Xu S, Vogl C
Department of Botany and Plant Sciences, University of California, Riverside 92521, USA.
Heredity (Edinb). 2000 May;84 ( Pt 5):525-37. doi: 10.1046/j.1365-2540.2000.00653.x.
Selective genotyping is a cost-saving strategy in mapping quantitative trait loci (QTLs). When the proportion of individuals selected for genotyping is low, the majority of the individuals are not genotyped, but their phenotypic values, if available, are still included in the data analysis to correct the bias in parameter estimation. These ungenotyped individuals do not contribute much information about linkage analysis and their inclusion can substantially increase the computational burden. For multiple trait analysis, ungenotyped individuals may not have a full array of phenotypic measurements. In this case, unbiased estimation of QTL effects using current methods seems to be impossible. In this study, we develop a maximum likelihood method of QTL mapping under selective genotyping using only the phenotypic values of genotyped individuals. Compared with the full data analysis (using all phenotypic values), the proposed method performs well. We derive an expectation-maximization (EM) algorithm that appears to be a simple modification of the existing EM algorithm for standard interval mapping. The new method can be readily incorporated into a standard QTL mapping software, e.g. MAPMAKER. A general recommendation is that whenever full data analysis is possible, the full maximum likelihood analysis should be performed. If it is impossible to analyse the full data, e.g. sample sizes are too large, phenotypic values of ungenotyped individuals are missing or composite interval mapping is to be performed, the proposed method can be applied.

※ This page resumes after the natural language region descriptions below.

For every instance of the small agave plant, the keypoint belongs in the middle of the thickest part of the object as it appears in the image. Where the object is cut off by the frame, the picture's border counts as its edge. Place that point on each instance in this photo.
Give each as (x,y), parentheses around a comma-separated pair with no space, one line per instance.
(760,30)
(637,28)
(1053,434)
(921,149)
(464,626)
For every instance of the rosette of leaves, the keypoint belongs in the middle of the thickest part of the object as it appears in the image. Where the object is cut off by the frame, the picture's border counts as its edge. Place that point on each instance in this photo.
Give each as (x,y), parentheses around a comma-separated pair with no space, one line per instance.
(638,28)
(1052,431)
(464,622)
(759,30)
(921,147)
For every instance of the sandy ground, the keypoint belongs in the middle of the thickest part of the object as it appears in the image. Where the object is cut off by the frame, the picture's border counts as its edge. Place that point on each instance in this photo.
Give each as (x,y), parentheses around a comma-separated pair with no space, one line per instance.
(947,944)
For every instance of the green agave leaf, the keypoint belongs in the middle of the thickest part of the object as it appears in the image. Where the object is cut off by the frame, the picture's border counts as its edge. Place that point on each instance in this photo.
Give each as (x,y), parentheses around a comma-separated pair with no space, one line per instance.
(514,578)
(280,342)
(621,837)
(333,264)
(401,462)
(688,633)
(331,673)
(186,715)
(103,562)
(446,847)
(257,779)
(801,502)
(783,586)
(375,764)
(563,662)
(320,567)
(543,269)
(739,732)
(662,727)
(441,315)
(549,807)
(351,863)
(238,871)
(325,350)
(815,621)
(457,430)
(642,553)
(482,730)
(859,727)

选择性基因分型是一种在定位数量性状基因座(QTL)时节省成本的策略。当选择进行基因分型的个体比例较低时,大多数个体未进行基因分型,但如果有其表型值,仍会将其纳入数据分析以校正参数估计中的偏差。这些未基因分型的个体对连锁分析贡献的信息不多,将它们纳入会大幅增加计算负担。对于多性状分析,未基因分型的个体可能没有完整的表型测量数据。在这种情况下,使用当前方法似乎无法无偏估计QTL效应。在本研究中,我们开发了一种仅使用已基因分型个体的表型值在选择性基因分型下进行QTL定位的最大似然方法。与全数据分析(使用所有表型值)相比,该方法表现良好。我们推导了一种期望最大化(EM)算法,它似乎是对现有用于标准区间定位的EM算法的简单修改。新方法可轻松整合到标准QTL定位软件中,例如MAPMAKER。一般建议是,只要有可能进行全数据分析,就应进行全最大似然分析。如果无法分析全数据,例如样本量过大、未基因分型个体的表型值缺失或要进行复合区间定位,就可以应用所提出的方法。